Basic Baubilt Bread

January 20th, 2010 by KTU | Filed under Baubilt Bread.

Many people have tried the outstanding no-knead bread recipe adapted from the Sullivan Street Bakery, published in the New York Times (at least twice) by Mark Bittman, and the subject of a lot of follow-up traffic on the internet.

I tried each version of the recipe as it became simpler. Bittman now claims 5 minutes of labor to make a loaf. I think I’ve got it down to half that. The crux move for me was discovering a teflon-coated ceramic baking dish that can serve as the single receptacle for the entire process, including mixing, rising, and baking. The dish I have is shown here along with the finished loaf.
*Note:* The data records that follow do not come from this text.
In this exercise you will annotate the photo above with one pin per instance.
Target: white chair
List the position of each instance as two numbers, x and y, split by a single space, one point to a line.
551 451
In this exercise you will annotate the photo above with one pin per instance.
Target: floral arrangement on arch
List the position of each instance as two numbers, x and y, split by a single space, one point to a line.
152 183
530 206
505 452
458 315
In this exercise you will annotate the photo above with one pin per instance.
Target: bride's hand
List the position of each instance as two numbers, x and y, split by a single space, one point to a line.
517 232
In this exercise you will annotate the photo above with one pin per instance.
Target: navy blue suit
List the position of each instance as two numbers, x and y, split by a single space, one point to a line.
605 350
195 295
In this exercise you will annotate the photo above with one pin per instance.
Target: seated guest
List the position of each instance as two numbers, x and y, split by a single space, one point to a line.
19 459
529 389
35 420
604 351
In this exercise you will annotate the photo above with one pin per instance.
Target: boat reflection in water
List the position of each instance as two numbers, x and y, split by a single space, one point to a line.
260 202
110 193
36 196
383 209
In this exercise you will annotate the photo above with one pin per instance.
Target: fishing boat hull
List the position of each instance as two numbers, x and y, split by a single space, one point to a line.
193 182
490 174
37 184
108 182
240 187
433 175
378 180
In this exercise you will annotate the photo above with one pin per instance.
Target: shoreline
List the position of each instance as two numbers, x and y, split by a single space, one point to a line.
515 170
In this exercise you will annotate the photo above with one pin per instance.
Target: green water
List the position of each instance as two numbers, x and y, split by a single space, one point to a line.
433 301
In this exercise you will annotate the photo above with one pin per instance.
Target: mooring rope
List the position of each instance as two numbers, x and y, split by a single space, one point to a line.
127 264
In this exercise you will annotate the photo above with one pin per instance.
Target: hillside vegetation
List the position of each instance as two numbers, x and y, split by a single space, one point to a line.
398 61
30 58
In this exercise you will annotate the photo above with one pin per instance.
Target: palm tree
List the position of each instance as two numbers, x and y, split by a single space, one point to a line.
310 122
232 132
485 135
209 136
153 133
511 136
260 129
It’s available from Amazon for $39.99. (No, I’m not a shill for the manufacturer. Yes, I do get 80 cents if you buy one from Amazon.)

Teflon-coated ceramic baking dish and loaf

Baubilt Bread Recipe

  1. Place teflon-coated baking dish on a digital kitchen scale and press “tare” to zero scale.
  2. Add 600 g of flour to the dish.  (I dump some white flour in and then dump in some whole wheat flour, aiming for about 1/3 whole wheat, but I’m not fussy about it. Mix in 2 teaspoons salt and about 1 teaspoon dry yeast. (Folks, it doesn’t really matter how much yeast you use… 1/2 t to 1 T will work fine; the critters multiply like crazy.)
  3. Press “tare” again to zero scale.
  4. Add 540 g water. (The precise values don’t matter…what does matter is the ratio, that you add 90% as much water as flour by weight…a so-called 90 percent hydration dough….really wet by bread dough standards, which is why this recipe has such nice bubbles and doesn’t require kneading.)
  5. Mix the dough until it’s a uniform consistency (just a few strokes to get everything mixed thoroughly).

    Dough right after mixing.

  6. Let the dough rise in the covered dish for 5-10 hours, with 7-8 hours the ideal, depending on temperature. Mine rises at about 70F, the temperature in my kitchen.

    Close-up dough after rising

    Dough after rising 7 hours, up close.

  7. Turn your oven on and set to 500F.  Stir the dough to “knock it down.” The dough will be pretty gooey. Wipe off the edges/sides of the dish to remove any dough residue so it doesn’t burn to a crisp in the oven. Put the lid back on and let the dough rest/rise while the oven preheats.

    Ready to bake with sides of dish wiped clean.

  8. Put the covered dish in oven and turn the oven down to 450F.  Bake for 45 minutes. (The initial 500F jolt is to make up for skipping Bittman’s step of pre-heating the pan, etc.)
  9. Remove the lid and bake for another 15 minutes (or until the internal temperature of the loaf, via an instant-read thermometer, 200F).
  10. Turn the baked bread out on cooling rack. (It should fall right out of this pan.)

Completed loaf on rack.

Using a Plain Old Pan

Of course you can bake bread without a teflon-coated ceramic baking dish. Before getting my baking dish I used a plain old 6-quart dutch oven (a stainless and aluminum model from Sur La Table with metal handles). But, you’ll probably need to use a bowl for steps 1-7 and then flop the ball of dough into a well-oiled pan before baking. I’ve never tried using a plain metal pan from start to finish, but I’m guessing the bread will stick badly to the pan if you try that approach. You do need to use a pan with a good lid, although I suppose foil might work.

Further notes:

Yes, of course different flour types give different results. I use plain old U.S. all-purpose flour plus Trader Joe’s white whole wheat flour, but I’ve used all kinds with good results. The bread is sinful with 100 percent white flour. One third whole wheat provides a veneer of nutritional respectability without much compromise in yumminess.

I use grams on the scale because the units feel nice and precise to me.  I realize I’m mixing imperial and metric units. Sue me. A digital scale is a good thing to have in a kitchen, but if you don’t have one, then measure out 5 cups of flour (about 625 g) and 19 oz. water (563 g, which is 90% of 625 g).

An instant-read thermometer is better than timing the baking. Let the final (uncovered) phase go until the internal temperature of the bread is 200F.